He has a dream job – watching over every dollar earned by the richest athletes in the world and not letting them spend it recklessly.
Every day Joe McLean does what most people do two or three times in their lives. As the general manager of NBA players, he buys or sells cars and houses for them. However, that is only part of his duties. His job is to protect their property no matter what form it takes.
Their houses need renovation, and their ponds need cleaning and filtering. McLean is there to make sure everything is taken care of.
Of Every Dollar Earned, 60 percent Should be Set Aside
What Joe McLean does is not manage the money of the best basketball players in the world, he is managing their wealth. He is there to guide them. From the basketball players who have shown their trust in him, McLean asks them to set aside at least 60, if not 80 percent of every dollar earned, if it is a question of long-term contracts. While Joe McLean doesn’t mention it, investing some of that percentage in NBA betting might be a good idea. With investing a couple of dollars you could win hundreds.
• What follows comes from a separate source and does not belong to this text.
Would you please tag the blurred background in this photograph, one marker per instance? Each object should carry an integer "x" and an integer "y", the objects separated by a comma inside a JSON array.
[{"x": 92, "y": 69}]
For a breakdown of all the tips head to https://www.betphilly.com/nba.
With Great Wealth Comes Great Discipline
McLean does not negotiate his clients’ contracts. His job is just to add value to every dollar the players earn. He is at the same time an investor, a butler, a financial director, a friend for a game of golf, and a sports therapist, but when necessary – a strict dad who forbids.
When Aaron Gordon signed his first big $84 million contract, McLean warned him that with great wealth comes great discipline.
Manages Contracts Worth $1.7 billion
McLean’s company, Intersect Capital, currently manages contracts with a total value of about 1.7 billion dollars. Yet his company, located in San Ramon, California, employs only 10 people because he wants to provide the ultimate personalized service.
Almost an NBA Player
As he says, the closest he got to the NBA was when he went through the entire summer camp and preparations for the Sacramento Kings in 1998. But he did not make the team. Instead of continuing his sports career, he devoted himself to finance by advising ordinary people who got into financial problems. His former teammates discovered he was good at it and started calling him to help them. And so he returned to the NBA again, but with a different job.